Triple-negative breast cancer (TNBC) poses a significant challenge owing to its complex pathological features and treatment resistance. In recent years, immune checkpoint blockade (ICB) therapy has shown satisfactory results in the treatment of TNBC. ICB therapy targeting T cells’ inhibitory receptors and innate immune checkpoints has gradually become a research hotspot. However, a study has found that compared with single immune checkpoint inhibition, dual ICB has a more significant therapeutic effect. This study aimed to develop an engineered nanocarrier, aLS@VpNPs, loaded with the photosensitizer verteporfin and coated with TNBC cell membranes loaded with antilymphocyte activation gene-3 (anti-LAG3) and sialic acid binding immunoglobulin-like lectin 10 (Siglec10) proteins for delivering combination therapies.
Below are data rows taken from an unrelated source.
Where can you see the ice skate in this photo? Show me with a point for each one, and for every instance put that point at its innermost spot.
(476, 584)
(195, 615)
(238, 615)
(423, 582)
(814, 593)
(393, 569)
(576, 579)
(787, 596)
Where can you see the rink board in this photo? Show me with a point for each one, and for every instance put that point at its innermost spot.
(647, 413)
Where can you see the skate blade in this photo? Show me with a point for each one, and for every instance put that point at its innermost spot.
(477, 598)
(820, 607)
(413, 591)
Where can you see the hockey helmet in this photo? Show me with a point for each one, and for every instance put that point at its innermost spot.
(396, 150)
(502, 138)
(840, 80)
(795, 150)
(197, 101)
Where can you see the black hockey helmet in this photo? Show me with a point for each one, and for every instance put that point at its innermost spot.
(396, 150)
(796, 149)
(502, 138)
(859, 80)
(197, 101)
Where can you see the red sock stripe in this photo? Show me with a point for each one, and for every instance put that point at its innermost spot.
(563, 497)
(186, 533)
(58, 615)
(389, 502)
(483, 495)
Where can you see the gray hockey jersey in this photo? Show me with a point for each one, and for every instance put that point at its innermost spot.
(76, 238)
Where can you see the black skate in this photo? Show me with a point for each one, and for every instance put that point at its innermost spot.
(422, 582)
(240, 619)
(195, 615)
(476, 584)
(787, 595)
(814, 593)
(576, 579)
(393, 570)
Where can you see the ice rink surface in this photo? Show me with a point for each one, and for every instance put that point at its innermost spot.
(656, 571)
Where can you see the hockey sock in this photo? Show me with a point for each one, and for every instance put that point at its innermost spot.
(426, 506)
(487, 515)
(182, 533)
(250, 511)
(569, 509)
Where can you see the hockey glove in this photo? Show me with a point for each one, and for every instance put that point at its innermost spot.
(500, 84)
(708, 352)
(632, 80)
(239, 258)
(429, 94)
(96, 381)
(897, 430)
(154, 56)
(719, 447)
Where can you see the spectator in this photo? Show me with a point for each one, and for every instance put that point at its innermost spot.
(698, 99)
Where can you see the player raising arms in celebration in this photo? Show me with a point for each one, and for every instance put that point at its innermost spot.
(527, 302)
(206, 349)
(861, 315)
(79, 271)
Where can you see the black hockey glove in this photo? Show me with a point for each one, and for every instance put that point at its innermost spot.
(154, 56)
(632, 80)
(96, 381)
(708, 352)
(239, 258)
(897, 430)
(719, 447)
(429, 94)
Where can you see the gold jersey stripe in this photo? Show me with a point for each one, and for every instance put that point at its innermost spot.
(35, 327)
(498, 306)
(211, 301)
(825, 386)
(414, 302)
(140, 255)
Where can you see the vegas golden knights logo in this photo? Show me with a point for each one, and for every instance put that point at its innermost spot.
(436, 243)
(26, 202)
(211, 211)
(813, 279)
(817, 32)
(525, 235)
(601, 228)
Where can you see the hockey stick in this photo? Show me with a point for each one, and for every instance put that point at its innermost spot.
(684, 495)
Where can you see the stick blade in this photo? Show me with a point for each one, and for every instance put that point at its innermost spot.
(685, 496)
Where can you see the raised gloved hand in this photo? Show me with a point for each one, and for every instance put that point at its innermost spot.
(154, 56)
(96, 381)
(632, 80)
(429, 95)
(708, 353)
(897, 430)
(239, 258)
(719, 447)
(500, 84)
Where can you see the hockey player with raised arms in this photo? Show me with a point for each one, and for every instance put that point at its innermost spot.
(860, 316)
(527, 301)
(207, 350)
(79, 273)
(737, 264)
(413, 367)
The biomimetic vector can mimic the surface characteristics of tumor cells, showing better biocompatibility and efficient tumor-targeting ability. Under photodynamic therapy (PDT), reactive oxygen species (ROS) are generated at the tumor site to directly kill cancer cells and induce immunogenic cell death, transforming “cold tumors” into “hot tumors” and further enhancing the efficacy of dual ICB targeting T cells and macrophages. In summary, this approach improves drug delivery efficiency and therapeutic precision and activates the host immune system through the synergistic mechanisms of PDT and ICB. In addition, the study reveals potential mechanisms for the combined therapy in modulating the tumor microenvironment, offering effective strategies and directions for TNBC treatment.